Я вздохнул и почесал за ухом.
— А что, и в самом деле, вы подожгли?
— Да нечто мы совсем дурные, dan Смотритель, чтобы собственный дом рушить! — оскорбился деревянщик.
Вообще-то, дурные. Дурки, как их и именуют в Антрее. А меня, соответственно, называют придурком. Но я не обижаюсь, поскольку действительно состою «при дурках».
— Не оправдывайся, я знаю, что вы не виноваты.
Сеппин облегченно выдохнул. Знаю, почему: проступки подлежали наказанию, и это правило я никогда не преступал. Было дело по первости, когда прощал все, что ни попадя, но… Столкнувшись с тем, что мои серьезные и справедливые требования не принимаются к исполнению, слегка озверел и ужесточил дисциплину. Самому было тошно от собственной «жесткости», но пользу сии страдания принесли: теперь любое мое слово, сказанное холодным тоном, почитается приказом.
— А для тебя лично работенка образовалась.
Деревянщик обрадованно навострил слух.
— Снимешь всю эту погорелость и сделаешь новую облицовку. Согласен?
Можно было не спрашивать: что еще доставит истинное удовольствие мастеру, как не любимая работа?

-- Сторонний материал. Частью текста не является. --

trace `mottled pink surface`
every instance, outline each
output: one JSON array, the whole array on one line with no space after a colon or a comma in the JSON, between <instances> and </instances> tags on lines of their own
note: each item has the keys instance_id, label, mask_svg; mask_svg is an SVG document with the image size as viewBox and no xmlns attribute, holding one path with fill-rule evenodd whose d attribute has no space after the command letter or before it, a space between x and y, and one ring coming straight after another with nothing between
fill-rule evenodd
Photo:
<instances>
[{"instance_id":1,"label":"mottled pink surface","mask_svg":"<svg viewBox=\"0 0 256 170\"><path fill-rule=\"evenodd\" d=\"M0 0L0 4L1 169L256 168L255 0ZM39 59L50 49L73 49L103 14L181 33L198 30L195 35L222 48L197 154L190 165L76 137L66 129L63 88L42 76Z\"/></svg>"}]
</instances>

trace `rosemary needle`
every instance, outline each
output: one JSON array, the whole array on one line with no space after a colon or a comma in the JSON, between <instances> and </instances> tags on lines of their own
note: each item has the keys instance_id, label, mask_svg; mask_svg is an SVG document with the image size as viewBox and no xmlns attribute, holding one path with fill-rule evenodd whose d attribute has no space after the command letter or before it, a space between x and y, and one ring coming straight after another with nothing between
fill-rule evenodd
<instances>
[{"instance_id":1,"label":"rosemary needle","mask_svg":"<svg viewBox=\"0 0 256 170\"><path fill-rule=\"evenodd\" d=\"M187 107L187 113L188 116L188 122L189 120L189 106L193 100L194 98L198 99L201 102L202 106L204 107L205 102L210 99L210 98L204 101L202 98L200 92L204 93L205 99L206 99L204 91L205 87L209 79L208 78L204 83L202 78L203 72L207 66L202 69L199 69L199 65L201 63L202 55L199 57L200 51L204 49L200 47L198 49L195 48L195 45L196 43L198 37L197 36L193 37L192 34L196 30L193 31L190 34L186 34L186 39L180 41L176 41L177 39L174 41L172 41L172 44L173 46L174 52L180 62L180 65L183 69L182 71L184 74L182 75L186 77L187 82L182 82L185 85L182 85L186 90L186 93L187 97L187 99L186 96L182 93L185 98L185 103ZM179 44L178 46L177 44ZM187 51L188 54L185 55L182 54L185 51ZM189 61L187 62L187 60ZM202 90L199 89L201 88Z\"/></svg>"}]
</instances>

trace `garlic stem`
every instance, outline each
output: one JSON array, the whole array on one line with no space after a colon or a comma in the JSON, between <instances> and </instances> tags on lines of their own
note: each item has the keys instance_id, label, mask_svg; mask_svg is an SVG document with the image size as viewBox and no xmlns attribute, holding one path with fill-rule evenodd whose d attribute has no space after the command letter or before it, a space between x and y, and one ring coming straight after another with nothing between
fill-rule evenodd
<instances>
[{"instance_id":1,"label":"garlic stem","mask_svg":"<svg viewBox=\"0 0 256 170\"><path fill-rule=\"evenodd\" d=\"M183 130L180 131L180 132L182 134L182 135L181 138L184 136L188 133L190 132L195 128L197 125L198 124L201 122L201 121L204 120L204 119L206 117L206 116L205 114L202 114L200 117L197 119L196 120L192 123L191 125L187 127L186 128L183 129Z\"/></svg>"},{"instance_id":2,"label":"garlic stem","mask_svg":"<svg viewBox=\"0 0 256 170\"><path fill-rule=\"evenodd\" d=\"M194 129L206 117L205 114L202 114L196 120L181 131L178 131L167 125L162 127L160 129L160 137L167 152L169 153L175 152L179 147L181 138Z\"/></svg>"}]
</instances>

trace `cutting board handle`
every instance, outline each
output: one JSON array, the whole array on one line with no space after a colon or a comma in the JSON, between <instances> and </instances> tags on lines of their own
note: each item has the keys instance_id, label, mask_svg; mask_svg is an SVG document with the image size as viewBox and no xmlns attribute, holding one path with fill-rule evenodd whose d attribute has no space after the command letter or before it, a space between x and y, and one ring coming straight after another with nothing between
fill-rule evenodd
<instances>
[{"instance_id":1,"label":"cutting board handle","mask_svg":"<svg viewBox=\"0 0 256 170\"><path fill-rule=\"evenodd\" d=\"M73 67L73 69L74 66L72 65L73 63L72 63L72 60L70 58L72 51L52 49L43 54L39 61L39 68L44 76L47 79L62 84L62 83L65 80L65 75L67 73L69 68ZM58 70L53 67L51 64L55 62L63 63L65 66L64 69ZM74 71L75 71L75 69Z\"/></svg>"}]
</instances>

— Как не сделать, сделаем! Только я бы сам доски пилил, если dan Смотритель не против: тут же надо узор будет точно подбирать, чтобы каждый завиток на своем месте был, а не вразнобой.
— Да, да… Пили сам, конечно. Я договорюсь, чтобы нужную древесину доставили. Только ты сначала сам определись, что тебе потребуется.
— Да не так уж много, dan Смотритель! Только молодняк не подойдет, нужно будет стволы старше пятидесяти лет подобрать, да не полевые, а из той части леса, где… — увлеченно начал Сеппин, но я устало махнул рукой:
— Позже, хорошо? Запиши, если сможешь. А для начала убери всю гадость: у меня голова от этого запаха болит.
— Как пожелаете, dan Смотритель!
Деревянщик бодро потопал за надлежащими инструментами, а я вернулся в кабинет, где застал… Своего подчиненного, бегающего от работы при каждом удобном случае.
Олден, запыхавшийся и раскрасневшийся, попытался сделать вид, что сидит в кресле уже битый час, дожидаясь меня. Понимал, конечно, что все попытки будут напрасными, но надежды окончательно не терял. Правильный подход, кстати: делать вид, что все прекрасно, когда напротив, все ужасно. Сам иногда им пользуюсь.
Я медленно и величаво (не знаю, как выглядит со стороны, и знать не хочу: мне всегда было довольно внутреннего ощущения) проследовал к своему месту, устроил пятую точку поудобнее, откинулся на спинку кресла и скрестил руки на груди, придавая устремленному в пространство взгляду выражение скорбной снисходительности.
Веснушки на перебитом носу Олли немного подумали и спрятались в меленьких складочках, когда маг наивно сообщил:
— Не ожидал встретить тебя сегодня, и особенно здесь.
— Да, такой уж я непредсказуемый и внезапный… Но речь не обо мне, имеющем законное основание для отлынивания от несения службы. А вот почему другие персоны не находятся там, где должны находиться, мне бы хотелось знать. Очень.
Олден прищурился, стараясь выглядеть невинно оскорбленным:
— Вообще-то, раз уж ты в настоящее время освобожден от службы, твое появление в Приюте может расцениваться лишь как частный визит.